Reviewed by Andrea Levan

Andrea Levan is an assistant professor and co-ordinator of the Women’s
Studies Program, Thorneloe College, Laurentian University.


This book attempts to examine the situation of women prisoners in Canada
and to place it in the larger historical and theoretical context of
women’s resistance to oppression based on class, race, and sex. The
strongest sections of the book are those in which the author focuses on
the experience of prison (Chapters 3 to 5). Observations from her own
years as a prison activist and researcher in California and Canada lend
a sense of rich immediacy to her descriptions of prison life and the
particular interpersonal and structural problems that develop. The
sections on P4W (the prison for women in Kingston, Ontario) and the 1990
Task Force report on prison reform for federally sentenced women provide
an excellent overview of contemporary issues, but are particularly
interesting because, as an advocate, the author gives primacy to the
opinions and criticisms of the prisoners themselves. Chapter 2, which
reviews feminist contributions to theories of women and crime in the
last three decades, is also very useful.

The author is less successful in her stated goal of acknowledging the
historical locatedness of various attitudes about women.
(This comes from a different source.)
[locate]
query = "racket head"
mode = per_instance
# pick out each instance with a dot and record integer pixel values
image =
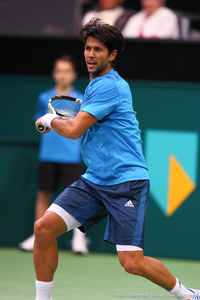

Especially in
the sections on witchcraft, she more or less repeats the analysis of
earlier (and much more criticized) radical feminist writers such as
Andrea Dworkin or Mary Daly, and she tends to lapse into a polemical
tone, which is difficult to avoid when reviewing complex and emotional
issues in such a short space. In addition, the last two chapters (on
media representations of female offenders and the Santa Cruz prison
education project in which the author participated in the 1970s) do not
substantially develop the book’s thesis that “unruly women” (i.e.,
those in conflict with the law) are practising a form of resistance to
oppression. Finally, a conclusion to draw the book’s diverse themes
together is badly needed. Despite these shortcomings, Unruly Women is an
important addition to the scholarship on women and crime in Canada.